It obviously tries to find your X-binaries. In the old days they were placed in /usr/X11 or /usr/X11R6

Now is not that the case. I got rid of the errors. So far (crossing fingers) it's been OK

[edit] LOL - Now this was an old thread (slash) error.  :Smile:  I don't know what dinosaurian complication I have stumbled up on BUT, for each login I make, that ## FATAL ERROR unknown XProjectRoot

shows up. I made the change in the xproject init-script and it went away. Anywhoo...It obviously (again) has to do with the xcb-library ?

----------

## TequilaTR

I have the same messages. - Also a very old always updated gentoo install.

Hm.. could it be, that this script somehow got forgotten?

Ich checked if it belongs to anyone:

equery belongs /etc/init.d/xprint

[ Searching for file(s) /etc/init.d/xprint in *... ]

gives nothing, checking with some other script:

equery belongs /etc/init.d/alsasound 

[ Searching for file(s) /etc/init.d/alsasound in *... ]

media-sound/alsa-utils-1.0.20-r5 (/etc/init.d/alsasound)

I do not have this script on my laptop, which also seems to 

work fine,

so i moved the script out of the init.d directory, let's see if anyone misses it... :D 

Cheers

----------

## Dammital

 *TequilaTR wrote:*   

> I have the same messages. - Also a very old always updated gentoo install.

 

Um, me too, with an /etc/init.d/xprint dating back to 2004.

----------

## SamuliSuominen

xprint has been removed from Portage about half an year ago entirely, it was part of X.org.

the files in /etc are not autocleaned...

----------

## TequilaTR

 *ssuominen wrote:*   

> xprint has been removed from Portage about half an year ago entirely, it was part of X.org.
> 
> the files in /etc are not autocleaned...

 

Hm, ok.
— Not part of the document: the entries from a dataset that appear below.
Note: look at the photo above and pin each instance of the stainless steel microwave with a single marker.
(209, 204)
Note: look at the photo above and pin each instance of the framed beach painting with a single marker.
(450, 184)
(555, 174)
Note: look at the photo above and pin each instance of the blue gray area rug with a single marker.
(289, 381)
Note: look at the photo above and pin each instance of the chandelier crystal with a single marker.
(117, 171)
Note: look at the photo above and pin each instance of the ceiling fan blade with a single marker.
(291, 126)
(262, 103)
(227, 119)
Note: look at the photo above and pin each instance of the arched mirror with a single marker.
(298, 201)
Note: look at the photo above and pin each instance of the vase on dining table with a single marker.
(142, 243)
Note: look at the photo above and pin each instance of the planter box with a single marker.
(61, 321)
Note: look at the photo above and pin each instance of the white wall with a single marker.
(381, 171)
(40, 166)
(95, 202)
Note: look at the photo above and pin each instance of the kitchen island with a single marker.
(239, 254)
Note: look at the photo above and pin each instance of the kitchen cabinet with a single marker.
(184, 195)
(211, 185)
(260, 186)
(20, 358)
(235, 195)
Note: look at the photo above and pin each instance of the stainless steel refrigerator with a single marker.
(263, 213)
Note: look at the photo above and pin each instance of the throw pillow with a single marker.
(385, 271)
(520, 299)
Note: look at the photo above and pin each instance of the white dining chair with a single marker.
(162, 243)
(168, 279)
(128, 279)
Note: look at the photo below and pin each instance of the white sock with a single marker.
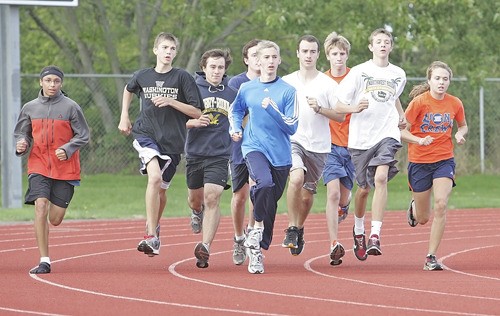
(376, 226)
(359, 225)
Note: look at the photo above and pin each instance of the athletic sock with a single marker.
(45, 259)
(359, 225)
(376, 226)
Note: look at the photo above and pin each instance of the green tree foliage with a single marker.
(115, 36)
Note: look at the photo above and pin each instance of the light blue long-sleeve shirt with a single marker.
(268, 129)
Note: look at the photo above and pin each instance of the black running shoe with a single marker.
(431, 264)
(300, 244)
(42, 268)
(291, 237)
(336, 254)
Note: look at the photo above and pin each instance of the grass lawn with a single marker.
(107, 196)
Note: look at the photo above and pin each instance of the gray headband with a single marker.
(51, 70)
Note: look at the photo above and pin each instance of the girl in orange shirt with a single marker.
(431, 165)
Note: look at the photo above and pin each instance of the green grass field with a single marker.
(107, 196)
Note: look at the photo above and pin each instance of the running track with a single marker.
(96, 270)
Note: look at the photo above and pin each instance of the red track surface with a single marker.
(96, 270)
That explains it.

However: The init.d scripts usually get updated by etc-update. Why didn't it also prompt to remove the xprint script?

----------

## tgnb

also had this problem and the /etc/init.d/xprint file from 2004

removing it solved my issue

----------

## spacejock

Same problem here - 2004 dated xprint script in /etc/init.d

Happy to see it's okay to delete. Zapping now... and it all seems to work.

Thanks Google and Gentoo Forums.

----------